‘The Andrews Brothers’
NOW PLAYING—Starring in the Cabrillo Music Theatre’s production of “The Andrews Brothers,” from left, are David Engel, Larry Raben, Darcie Roberts and Stan Chandler. With his latest effort, the uproarious “The Andrews Brothers,” writer-director Roger Bean continues his string of entertaining jukebox musicals in a show presented by Cabrillo Music Theatre.
“The Andrews Brothers” is the 10th show Bean has written for the Milwaukee Repertory Theater. His modus operandi is to focus on a specific time period from American musical history and write a show around the songs. Bean’s “The Marvelous Wonderettes” is currently in its second year playing off-Broadway.
The premise of “The Andrews Brothers” is simple: It’s 1945, and the famous Andrews Sisters are set to entertain at a USO show in the Pacific, but when Laverne Andrews contracts chicken pox, the act is quarantined.
Enter three brothers, who happen to be named Andrews, who happen to be performers and who happen to be working as the sisters’ stage crew. Rather than cancel the show, the brothers decide to masquerade as the sisters and do the show themselves. Once we get past all of these ridiculous assumptions, the fun starts to happen.
Here, as in other Bean musicals, the cast is limited to a quartet of performers. Flat-footed Max (David Engel), asthmatic Patrick (Larry Raben) and myopic Lawrence (Stan Chandler) are the brothers, while Peggy Jones (Darcie Roberts) rounds out the act as the Andrews Sisters’ backup singer.
Left to their own devices, the four work out a plan to put on a show of their own.
In Act I, too much unnecessary, forced dialogue leads into the songs.

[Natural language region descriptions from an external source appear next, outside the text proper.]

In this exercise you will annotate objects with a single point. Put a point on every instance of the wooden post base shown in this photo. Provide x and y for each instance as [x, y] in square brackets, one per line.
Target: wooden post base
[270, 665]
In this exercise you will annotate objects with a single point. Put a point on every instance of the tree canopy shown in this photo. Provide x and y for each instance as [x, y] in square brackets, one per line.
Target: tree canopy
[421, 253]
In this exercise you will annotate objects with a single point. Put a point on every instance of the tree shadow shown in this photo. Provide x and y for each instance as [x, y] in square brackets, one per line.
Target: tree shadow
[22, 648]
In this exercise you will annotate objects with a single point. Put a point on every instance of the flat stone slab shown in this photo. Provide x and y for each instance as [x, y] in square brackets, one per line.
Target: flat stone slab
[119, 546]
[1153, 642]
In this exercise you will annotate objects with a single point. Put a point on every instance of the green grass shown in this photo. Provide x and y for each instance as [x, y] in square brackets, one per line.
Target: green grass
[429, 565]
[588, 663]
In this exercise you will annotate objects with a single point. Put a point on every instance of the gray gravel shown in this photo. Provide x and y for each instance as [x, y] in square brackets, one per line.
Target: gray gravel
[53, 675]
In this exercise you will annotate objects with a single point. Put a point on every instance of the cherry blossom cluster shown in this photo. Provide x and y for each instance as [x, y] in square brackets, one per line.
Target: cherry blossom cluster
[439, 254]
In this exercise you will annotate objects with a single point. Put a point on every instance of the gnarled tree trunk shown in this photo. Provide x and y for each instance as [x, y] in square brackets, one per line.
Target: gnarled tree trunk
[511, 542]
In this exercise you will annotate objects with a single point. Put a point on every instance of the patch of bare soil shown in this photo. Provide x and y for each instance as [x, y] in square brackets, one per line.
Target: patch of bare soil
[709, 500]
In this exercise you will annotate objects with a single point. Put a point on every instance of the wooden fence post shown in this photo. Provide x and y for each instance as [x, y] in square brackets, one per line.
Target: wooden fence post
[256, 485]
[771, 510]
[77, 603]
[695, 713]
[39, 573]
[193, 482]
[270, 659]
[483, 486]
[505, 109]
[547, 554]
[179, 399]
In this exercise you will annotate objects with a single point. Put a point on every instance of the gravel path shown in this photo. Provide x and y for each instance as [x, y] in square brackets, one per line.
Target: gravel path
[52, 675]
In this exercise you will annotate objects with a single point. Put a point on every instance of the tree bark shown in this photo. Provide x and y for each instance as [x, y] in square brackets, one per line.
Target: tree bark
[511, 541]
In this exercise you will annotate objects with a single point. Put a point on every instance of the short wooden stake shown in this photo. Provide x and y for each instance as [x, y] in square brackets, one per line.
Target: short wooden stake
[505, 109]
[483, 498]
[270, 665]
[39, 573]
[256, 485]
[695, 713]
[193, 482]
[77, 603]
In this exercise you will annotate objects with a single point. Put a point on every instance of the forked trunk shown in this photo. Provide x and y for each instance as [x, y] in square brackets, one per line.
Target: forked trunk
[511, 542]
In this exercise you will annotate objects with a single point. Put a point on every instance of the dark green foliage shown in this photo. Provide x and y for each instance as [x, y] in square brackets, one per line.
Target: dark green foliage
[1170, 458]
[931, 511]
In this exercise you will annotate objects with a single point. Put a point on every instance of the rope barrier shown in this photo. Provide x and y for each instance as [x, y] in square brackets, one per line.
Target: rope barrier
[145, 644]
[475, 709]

The only important development other than the discovery of the sisters’ illness is that Peggy falls for Patrick and spends most of the act getting him to loosen up.
The songs alternate between the familiar (“Beat Me, Daddy, Eight to the Bar,” “On a Slow Boat to China”) to the refreshingly obscure (the marvelous patter song, “Breathless” and the gorgeous “I Wanna Be Loved,” an Andrews hit that wasn’t recorded until 1950, sung here in a ravishing solo by Roberts).

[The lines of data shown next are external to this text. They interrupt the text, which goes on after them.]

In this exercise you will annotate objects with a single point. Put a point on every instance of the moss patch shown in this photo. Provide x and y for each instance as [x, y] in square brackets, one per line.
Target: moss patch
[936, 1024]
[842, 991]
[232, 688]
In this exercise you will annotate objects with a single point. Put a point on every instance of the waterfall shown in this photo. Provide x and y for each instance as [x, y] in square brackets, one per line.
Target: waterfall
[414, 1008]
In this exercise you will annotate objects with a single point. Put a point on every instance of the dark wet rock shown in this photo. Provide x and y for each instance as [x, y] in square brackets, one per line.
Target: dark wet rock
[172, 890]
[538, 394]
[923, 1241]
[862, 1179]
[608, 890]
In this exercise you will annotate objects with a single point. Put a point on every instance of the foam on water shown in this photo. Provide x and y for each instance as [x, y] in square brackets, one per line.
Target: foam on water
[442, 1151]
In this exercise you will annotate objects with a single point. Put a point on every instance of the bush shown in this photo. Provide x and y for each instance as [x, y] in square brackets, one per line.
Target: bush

After intermission (which features vintage film clips of cartoons, newsreels and wartime propaganda), the show gets into gear and the boys get into dresses. After the initial waves of laughter following their first number, a question comes to mind: How long can these guys hold the audience’s interest in what is basically a one-joke act—clumsy guys trying to sing and dance while wearing high heels, heavy makeup and women’s clothing?

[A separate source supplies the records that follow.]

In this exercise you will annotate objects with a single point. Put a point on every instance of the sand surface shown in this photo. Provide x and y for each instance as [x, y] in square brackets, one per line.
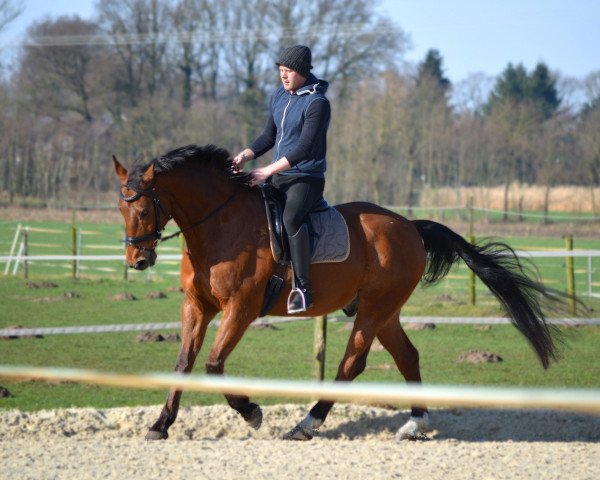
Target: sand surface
[356, 442]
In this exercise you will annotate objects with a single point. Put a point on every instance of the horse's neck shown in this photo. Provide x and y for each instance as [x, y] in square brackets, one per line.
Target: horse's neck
[215, 212]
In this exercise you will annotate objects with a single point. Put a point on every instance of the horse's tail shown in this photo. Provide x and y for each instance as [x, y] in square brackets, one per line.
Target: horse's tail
[498, 267]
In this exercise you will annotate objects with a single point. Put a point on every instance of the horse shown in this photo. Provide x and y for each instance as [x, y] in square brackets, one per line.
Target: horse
[228, 262]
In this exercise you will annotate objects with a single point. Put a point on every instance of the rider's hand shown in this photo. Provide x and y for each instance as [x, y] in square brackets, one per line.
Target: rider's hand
[241, 158]
[259, 175]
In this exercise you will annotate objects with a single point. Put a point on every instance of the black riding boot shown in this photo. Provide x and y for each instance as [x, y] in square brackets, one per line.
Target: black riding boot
[300, 298]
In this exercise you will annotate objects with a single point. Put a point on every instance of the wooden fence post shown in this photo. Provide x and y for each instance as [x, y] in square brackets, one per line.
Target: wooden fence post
[472, 291]
[25, 241]
[320, 343]
[74, 250]
[570, 275]
[125, 268]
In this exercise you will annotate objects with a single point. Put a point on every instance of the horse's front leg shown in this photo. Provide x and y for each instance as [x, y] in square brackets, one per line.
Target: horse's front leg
[195, 319]
[232, 328]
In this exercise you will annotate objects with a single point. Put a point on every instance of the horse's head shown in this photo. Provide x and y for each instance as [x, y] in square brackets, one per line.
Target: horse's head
[143, 214]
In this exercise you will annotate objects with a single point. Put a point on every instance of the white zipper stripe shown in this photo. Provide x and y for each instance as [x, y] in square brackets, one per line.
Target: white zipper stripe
[282, 122]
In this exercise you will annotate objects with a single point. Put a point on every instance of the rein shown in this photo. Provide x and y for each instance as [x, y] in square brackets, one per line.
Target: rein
[156, 235]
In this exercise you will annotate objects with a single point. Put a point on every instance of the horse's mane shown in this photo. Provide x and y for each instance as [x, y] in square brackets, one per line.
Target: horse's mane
[190, 155]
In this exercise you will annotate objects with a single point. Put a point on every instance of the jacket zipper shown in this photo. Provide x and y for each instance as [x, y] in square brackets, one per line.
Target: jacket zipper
[282, 122]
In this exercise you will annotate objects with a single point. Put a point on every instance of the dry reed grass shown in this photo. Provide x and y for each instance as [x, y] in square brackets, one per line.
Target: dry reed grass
[520, 197]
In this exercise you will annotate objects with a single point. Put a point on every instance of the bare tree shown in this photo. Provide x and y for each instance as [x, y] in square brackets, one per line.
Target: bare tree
[350, 41]
[8, 12]
[60, 76]
[139, 35]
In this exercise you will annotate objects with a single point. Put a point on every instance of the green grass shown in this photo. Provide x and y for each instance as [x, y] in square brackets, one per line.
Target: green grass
[284, 352]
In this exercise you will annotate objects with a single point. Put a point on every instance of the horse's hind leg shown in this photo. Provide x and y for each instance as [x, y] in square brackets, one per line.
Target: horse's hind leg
[194, 324]
[405, 355]
[352, 365]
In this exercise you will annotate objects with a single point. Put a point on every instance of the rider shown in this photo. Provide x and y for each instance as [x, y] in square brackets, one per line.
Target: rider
[297, 127]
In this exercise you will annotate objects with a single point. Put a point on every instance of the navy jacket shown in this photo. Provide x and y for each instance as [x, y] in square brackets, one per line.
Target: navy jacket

Fortunately, director Nick DeGruccio and choreographer Roger Castellano fill the second act with enough shtick to keep things moving at a fast pace. With virtually no dialogue, Act II is nonstop hilarity, with slapstick, spot-on comedic timing and great vocal arrangements.
The hit parade also continues: “Bei Mir Bist Du Schön,” “Don’t Sit Under the Apple Tree” and “Boogie Woogie Bugle Boy” are all here, but we also get other wonderful songs like Livingston and Evans’ “Stuff Like That There” and the exquisite “I Want to Linger.”
Chandler, Engel and Raben all sing in the same register, which makes for easy vocal arranging, although Lloyd Cooper’s crackerjack jazz band has to play in some difficult keys in order to accommodate them.
All three male actors, original cast members from “Forever Plaid,” are terrific, with Raben the funniest cross-dresser since Jack Lemmon in “Some Like It Hot.”
The delightful Roberts manages to keep pace with the manic antics (no easy task).
“The Andrews Brothers” is not just for old-timers. It is silly, old-fashioned fun, with a bushel of terrific songs. That’s something to write home about.
The musical continues through Feb. 14.